Monday, January 7, 2013

"Very nice, but not for us" The New Yorker Staff

(I began this blog two years ago partly to document my journey into e-publishing. Back then I was stunned by the freedom and the benefits. The landscape has changed partly because traditional publishers have finally come down off their high horse and are trying to muscle their way to dominate this cash cow.  The Amazon ebook review process, once simple and innocent, has deteriorated and many have found a way to game the system.  The tsunami of free books makes it harder to get traction and build sales. Last year I gave a talk at the East Hampton Library on this subject and they have asked me to do so again.  I re-read some of my remarks and thought it was a good idea to remind myself and others, too, of how thrilling e-publishing was and still remains.)  Below is part of my original talk.

I never thought I’d be the one reporting a miracle.  This is not miracle like or miracle-ish.  It is an out and out miracle.  Think of it like this. Suppose you had a manuscript that you had kept in a drawer for several years without any hope of having it published.  Suppose you had been traditionally published but your book or books had gone out of print and the publisher had simply abandoned you.  Suppose you had a college thesis or a really good short story that The New Yorker had seen fit to reject but scrawled - “very nice but not for us” at the bottom.  (What does that mean, by the way?)  Now suppose I told you that there was a way for you to get that story or that thesis or those backlist books in front of millions of people in several countries at no cost to you and that customers could sample your work and then buy it by clicking an icon and that you would instantly see that sale go through in your accounts just as if you ran your own store and rang sales on a register.  And suppose this went on twenty-four hours a day seven days a week, year after year without anyone (not Random House, not Simon and Schuster, not even the government) interfering?

That is the reality of e-publishing.  It is as monumental as the printing press and anyone can do it. Anyone who has a manuscript they believe in and a couple of hours to spare and can follow some fairly straightforward directions.  Are there awful ebooks? Yes, and some of them sell really well but good ones sell well, too.
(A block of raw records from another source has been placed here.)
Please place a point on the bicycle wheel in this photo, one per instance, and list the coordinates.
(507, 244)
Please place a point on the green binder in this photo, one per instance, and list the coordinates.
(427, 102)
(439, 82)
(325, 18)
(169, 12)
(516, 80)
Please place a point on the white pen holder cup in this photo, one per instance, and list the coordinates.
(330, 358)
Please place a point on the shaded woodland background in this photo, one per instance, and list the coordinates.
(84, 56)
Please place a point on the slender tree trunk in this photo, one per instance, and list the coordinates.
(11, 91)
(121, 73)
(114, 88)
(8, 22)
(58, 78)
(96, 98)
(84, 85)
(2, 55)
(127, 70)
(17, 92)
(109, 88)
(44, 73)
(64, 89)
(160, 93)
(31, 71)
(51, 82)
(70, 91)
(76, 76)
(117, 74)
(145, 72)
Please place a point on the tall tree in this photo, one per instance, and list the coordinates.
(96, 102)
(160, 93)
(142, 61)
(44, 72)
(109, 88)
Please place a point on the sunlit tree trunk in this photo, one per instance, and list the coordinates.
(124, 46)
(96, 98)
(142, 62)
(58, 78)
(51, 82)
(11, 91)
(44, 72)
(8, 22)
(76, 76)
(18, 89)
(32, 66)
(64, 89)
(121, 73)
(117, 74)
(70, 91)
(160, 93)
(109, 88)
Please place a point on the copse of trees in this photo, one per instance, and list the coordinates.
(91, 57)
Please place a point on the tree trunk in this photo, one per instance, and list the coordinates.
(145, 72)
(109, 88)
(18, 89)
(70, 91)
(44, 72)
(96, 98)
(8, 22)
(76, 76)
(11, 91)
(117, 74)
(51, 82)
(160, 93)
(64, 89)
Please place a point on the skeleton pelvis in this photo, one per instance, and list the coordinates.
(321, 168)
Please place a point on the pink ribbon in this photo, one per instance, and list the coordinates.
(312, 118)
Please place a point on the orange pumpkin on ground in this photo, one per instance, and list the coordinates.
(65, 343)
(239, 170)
Here’s where human nature steps in and tries to thwart you.  Especially senior human nature. The brain seizes up, the will refutes ability.  I can’t.  I can’t. Too hard. Too complicated.  Too technological.  I’m afraid of the remote, how can I possibly format a manuscript.   What does digital mean anyway?  What’s a platform?  I know what a loading platform is in a shipping plant. It’s where the boxes wait to go onto the trucks.

There’s a time of day when the mind works best.  Mine is between 7 am and 9 a.m.  Find which time is best for you and venture in.  Since I began this journey two and a half years ago, information on how to accomplish e-publishing is abundant. Put your question into Google and many, many answers will come up.  Getting your manuscript up on the Amazon platform is not the end of the journey but it is an excellent beginning. 


  1. I've only been at this ebook thing for a year and a half, and you're right - there are definite changes already. (The review thing is no picnic anymore, that's for sure!) But it's still a miracle in my eyes, too. A year ago this month, I quit my full-time job so I could write. I've been floating around in a sense of grateful awe this month. Who would ever have guessed that my childhood dream would be fulfilled through things called "Amazon" and "ebooks"?